Chongming makes her a deal: Grey can screen the film after she infiltrates the inner circle of an octogenarian gangster whose security chief, the aforementioned Nurse, wears stiletto heels and pencil skirts and does her best work with a butcher knife.
Hayder alternates between Chongming's wrenching account of his experiences in 1930s Nanking and Grey's unwholesome adventures as a hostess in contemporary Tokyo, the two narratives becoming more and more engrossing as they gradually, ghoulishly intertwine.
EW Grade: A
'Oblivion,' Peter Abrahams
Reviewed by Jennifer Reese
You know you're holding a first-rate thriller when you take it with you in the car to read at stoplights.
Peter Abrahams' marvelous "Oblivion" tweaks the conventions of the Michael Connelly-style whodunit to create a novel that is at once classically suspenseful and completely fresh.
In the first few chapters, Nick Petrov comes on like the stereotypical world-weary L.A. private eye with a broken marriage and a tough/tender heart.

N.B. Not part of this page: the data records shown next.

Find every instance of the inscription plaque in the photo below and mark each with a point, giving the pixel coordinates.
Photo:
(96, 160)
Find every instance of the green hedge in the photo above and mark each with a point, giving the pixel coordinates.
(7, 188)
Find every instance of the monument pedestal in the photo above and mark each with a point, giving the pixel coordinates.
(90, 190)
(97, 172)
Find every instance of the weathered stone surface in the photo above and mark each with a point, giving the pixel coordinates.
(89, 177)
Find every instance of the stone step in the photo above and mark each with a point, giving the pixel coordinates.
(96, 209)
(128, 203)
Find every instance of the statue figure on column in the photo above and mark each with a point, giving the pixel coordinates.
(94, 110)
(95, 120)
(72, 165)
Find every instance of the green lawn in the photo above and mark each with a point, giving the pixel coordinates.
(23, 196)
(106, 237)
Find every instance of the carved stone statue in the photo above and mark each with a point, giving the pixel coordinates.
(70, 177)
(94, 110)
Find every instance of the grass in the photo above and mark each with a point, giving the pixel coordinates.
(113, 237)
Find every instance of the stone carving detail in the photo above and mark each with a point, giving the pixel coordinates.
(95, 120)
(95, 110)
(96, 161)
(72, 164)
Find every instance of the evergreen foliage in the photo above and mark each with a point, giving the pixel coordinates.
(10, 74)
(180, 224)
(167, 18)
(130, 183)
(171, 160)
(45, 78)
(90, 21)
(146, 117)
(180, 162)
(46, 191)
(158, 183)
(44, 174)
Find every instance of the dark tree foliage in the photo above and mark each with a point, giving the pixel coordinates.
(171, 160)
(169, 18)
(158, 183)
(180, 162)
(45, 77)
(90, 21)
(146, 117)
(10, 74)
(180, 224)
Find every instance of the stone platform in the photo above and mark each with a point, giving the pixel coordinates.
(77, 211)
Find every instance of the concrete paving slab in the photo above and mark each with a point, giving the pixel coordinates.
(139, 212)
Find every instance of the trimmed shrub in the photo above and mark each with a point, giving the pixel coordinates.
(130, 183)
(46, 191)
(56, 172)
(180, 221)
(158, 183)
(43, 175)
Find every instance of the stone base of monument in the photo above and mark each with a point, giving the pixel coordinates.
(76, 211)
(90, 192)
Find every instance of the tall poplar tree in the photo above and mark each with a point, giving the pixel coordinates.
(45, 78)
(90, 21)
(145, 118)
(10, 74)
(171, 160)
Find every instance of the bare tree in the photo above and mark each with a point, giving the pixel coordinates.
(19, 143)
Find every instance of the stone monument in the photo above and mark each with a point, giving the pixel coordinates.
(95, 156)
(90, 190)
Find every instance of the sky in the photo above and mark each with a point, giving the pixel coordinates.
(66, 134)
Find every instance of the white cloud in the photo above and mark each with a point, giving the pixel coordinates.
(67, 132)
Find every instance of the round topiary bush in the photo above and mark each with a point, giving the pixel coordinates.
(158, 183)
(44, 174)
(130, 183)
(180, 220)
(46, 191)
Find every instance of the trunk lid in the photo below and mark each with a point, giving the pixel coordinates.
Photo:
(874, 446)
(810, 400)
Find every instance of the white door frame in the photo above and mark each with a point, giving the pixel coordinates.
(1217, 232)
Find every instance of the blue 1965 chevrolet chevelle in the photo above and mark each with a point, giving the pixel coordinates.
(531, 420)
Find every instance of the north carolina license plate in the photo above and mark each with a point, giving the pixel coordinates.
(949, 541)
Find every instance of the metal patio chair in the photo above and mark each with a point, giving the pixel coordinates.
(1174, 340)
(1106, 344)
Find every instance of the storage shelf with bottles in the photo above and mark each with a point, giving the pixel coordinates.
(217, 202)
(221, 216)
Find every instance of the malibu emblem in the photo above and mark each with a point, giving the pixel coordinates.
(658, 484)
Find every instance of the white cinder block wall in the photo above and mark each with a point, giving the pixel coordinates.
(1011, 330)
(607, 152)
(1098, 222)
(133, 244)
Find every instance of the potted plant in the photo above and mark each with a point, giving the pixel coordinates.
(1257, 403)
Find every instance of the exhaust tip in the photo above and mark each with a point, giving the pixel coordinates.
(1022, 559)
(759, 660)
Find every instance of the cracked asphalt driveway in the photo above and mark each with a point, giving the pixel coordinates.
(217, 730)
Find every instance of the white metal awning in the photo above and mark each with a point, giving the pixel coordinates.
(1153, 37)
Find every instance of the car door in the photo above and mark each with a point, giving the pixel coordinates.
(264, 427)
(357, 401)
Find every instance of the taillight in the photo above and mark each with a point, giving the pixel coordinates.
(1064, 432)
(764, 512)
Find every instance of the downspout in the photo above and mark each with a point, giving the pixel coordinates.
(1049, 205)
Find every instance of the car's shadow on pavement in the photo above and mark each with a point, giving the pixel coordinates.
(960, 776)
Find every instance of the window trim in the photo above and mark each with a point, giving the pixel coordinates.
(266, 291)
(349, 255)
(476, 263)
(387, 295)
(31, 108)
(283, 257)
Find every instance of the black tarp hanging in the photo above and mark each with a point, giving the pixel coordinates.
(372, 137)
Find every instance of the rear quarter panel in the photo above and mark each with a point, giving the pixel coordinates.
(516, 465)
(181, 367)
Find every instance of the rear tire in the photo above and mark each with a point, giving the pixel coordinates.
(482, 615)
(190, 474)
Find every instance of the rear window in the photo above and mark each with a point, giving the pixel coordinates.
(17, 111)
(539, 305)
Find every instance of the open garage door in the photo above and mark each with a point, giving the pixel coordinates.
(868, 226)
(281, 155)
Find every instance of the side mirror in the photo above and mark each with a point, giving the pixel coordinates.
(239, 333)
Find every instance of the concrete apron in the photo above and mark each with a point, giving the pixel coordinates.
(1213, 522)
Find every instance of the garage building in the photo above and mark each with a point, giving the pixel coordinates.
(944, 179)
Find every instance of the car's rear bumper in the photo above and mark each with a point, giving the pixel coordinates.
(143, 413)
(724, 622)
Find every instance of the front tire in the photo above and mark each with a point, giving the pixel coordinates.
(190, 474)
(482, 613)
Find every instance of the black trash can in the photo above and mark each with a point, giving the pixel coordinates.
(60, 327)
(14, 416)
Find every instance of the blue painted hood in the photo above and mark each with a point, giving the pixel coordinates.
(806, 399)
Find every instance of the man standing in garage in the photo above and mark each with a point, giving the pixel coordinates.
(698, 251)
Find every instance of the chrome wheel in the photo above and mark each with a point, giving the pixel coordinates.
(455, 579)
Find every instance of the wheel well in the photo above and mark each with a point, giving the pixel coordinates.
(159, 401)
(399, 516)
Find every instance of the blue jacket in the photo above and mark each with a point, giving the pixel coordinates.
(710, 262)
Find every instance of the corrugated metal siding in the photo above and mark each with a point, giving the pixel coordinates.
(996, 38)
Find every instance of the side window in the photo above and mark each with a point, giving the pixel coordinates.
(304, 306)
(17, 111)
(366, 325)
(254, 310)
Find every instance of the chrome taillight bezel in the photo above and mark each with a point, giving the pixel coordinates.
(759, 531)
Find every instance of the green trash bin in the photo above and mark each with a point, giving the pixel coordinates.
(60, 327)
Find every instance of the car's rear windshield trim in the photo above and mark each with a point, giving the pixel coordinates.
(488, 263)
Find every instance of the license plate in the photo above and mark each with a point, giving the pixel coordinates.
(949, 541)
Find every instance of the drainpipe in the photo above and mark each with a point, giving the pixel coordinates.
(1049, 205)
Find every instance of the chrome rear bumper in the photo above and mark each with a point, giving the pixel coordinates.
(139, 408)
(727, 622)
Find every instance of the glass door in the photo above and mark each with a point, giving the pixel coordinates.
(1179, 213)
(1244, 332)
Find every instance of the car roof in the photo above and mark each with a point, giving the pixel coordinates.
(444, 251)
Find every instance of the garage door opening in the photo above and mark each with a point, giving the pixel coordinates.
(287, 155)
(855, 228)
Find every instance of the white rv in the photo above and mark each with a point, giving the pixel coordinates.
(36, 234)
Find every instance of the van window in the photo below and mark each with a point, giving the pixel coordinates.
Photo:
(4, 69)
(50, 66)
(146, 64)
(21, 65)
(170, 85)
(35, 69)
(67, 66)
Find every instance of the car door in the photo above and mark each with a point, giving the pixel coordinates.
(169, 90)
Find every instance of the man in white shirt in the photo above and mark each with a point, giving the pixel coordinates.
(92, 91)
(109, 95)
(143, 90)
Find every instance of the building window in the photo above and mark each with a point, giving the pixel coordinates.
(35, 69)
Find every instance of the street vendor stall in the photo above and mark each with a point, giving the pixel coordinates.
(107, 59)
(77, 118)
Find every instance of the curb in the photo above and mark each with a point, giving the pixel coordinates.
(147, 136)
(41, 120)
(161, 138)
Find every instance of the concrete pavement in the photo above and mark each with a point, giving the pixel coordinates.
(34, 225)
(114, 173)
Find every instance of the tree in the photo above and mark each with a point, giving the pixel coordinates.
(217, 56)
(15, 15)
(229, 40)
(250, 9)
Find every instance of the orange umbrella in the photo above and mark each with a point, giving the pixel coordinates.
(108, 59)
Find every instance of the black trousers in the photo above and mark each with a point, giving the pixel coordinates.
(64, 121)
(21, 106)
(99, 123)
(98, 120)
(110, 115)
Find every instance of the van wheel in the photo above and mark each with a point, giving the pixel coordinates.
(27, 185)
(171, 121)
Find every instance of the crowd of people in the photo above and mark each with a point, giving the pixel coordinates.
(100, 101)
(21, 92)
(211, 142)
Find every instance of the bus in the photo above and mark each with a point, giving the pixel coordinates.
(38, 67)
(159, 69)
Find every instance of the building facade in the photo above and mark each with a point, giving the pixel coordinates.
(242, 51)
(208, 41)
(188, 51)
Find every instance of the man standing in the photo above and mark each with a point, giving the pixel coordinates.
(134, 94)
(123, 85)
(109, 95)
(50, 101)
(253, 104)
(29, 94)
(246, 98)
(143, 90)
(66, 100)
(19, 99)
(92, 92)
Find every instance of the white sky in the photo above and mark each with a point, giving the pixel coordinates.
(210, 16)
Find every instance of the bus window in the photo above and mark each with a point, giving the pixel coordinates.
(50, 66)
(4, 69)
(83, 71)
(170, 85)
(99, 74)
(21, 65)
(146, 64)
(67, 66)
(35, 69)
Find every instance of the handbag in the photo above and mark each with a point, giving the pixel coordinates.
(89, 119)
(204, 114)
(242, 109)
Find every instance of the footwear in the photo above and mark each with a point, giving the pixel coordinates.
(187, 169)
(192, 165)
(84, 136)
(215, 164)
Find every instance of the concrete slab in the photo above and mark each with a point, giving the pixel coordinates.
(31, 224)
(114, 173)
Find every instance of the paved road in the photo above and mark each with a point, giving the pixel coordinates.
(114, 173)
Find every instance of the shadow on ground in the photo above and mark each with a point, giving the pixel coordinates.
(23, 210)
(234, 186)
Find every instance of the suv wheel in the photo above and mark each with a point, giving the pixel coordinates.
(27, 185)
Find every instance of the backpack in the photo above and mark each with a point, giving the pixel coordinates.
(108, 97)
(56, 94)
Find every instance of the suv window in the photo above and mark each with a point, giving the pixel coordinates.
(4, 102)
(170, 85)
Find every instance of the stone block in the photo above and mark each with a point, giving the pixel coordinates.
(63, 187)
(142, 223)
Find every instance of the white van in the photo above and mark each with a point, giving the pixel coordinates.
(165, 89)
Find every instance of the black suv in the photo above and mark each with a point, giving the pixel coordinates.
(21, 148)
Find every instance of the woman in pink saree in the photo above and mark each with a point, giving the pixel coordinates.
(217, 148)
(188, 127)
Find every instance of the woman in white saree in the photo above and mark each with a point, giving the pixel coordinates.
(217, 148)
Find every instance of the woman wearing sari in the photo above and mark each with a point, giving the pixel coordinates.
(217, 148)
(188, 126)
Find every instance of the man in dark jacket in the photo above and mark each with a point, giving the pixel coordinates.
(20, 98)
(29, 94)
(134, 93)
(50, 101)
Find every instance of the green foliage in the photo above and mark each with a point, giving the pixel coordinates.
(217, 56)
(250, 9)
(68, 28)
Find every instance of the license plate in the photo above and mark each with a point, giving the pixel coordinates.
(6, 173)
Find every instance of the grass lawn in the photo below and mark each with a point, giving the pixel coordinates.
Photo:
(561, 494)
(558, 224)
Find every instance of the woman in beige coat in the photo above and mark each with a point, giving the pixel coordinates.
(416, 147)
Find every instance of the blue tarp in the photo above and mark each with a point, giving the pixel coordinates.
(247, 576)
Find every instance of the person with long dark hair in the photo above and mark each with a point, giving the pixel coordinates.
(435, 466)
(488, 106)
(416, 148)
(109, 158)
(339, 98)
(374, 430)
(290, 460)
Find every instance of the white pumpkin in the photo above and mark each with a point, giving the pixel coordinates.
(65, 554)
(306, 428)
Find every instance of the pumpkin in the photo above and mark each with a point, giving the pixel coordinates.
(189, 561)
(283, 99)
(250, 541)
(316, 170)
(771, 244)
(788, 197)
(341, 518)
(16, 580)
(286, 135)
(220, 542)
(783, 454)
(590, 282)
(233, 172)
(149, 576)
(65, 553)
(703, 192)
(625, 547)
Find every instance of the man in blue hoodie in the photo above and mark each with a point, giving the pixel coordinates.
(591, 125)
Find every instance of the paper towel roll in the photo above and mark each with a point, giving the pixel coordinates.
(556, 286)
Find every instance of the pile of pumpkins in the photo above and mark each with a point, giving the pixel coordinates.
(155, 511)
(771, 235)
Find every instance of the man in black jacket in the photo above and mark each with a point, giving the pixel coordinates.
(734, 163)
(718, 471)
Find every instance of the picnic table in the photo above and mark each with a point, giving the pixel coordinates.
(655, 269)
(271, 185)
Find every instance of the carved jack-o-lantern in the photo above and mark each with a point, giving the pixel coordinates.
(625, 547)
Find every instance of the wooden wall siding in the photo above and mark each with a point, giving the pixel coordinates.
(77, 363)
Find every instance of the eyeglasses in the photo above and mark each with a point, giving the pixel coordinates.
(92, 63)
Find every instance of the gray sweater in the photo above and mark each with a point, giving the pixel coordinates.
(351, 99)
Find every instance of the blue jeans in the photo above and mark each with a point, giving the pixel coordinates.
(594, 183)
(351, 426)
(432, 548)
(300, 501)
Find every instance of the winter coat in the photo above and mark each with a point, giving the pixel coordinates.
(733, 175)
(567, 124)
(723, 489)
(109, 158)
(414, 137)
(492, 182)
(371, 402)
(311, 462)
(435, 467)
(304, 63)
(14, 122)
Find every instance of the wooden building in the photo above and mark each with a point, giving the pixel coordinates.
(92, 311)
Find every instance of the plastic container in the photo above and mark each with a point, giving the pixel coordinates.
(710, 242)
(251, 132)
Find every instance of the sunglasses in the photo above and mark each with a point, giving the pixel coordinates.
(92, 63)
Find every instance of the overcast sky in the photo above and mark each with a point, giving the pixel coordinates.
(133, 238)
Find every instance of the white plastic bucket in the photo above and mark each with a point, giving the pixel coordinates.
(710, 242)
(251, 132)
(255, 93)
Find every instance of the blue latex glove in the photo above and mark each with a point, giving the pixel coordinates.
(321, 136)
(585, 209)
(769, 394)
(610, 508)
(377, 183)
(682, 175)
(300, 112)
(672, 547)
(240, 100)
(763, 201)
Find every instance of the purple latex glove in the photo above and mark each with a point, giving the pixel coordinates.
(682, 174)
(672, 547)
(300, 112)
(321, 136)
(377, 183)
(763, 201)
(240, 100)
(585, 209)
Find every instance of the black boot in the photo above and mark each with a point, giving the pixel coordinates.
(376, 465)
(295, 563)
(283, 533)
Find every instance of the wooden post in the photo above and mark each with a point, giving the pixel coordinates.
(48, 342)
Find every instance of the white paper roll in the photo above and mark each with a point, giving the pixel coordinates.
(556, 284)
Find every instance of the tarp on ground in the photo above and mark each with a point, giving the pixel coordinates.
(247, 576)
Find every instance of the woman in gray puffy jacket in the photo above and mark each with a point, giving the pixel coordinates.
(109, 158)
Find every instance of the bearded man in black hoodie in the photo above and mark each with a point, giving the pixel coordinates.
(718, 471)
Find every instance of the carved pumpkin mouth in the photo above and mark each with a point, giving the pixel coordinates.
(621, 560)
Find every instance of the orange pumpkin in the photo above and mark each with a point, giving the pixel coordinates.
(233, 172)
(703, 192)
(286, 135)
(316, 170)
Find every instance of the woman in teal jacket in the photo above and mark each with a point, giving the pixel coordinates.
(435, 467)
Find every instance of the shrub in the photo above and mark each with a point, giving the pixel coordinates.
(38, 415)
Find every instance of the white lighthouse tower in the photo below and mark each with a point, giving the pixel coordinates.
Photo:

The Santa Ana winds are blowing when a provocatively dressed woman hires him to track down her missing teenage daughter. He quickly finds the drugged girl and is escorting her to the hospital when suddenly Abrahams explodes the plot.
To describe the details would spoil the pleasure. In short: Petrov loses his memory, loses the girl and for the delicious remainder of this strangely lovely book tries to find her again, piecing together a bizarre and macabre mystery using faculties (like intuition and empathy) that weren't previously in his repertoire.
In short, punchy chapters, Abrahams strips away the brittle veneer of this stock character to reveal a confused new Petrov, off-kilter, sweet and slow. His reflections are funny and often a little stupid, even as the twisty, ingenious horror story turns out to be anything but.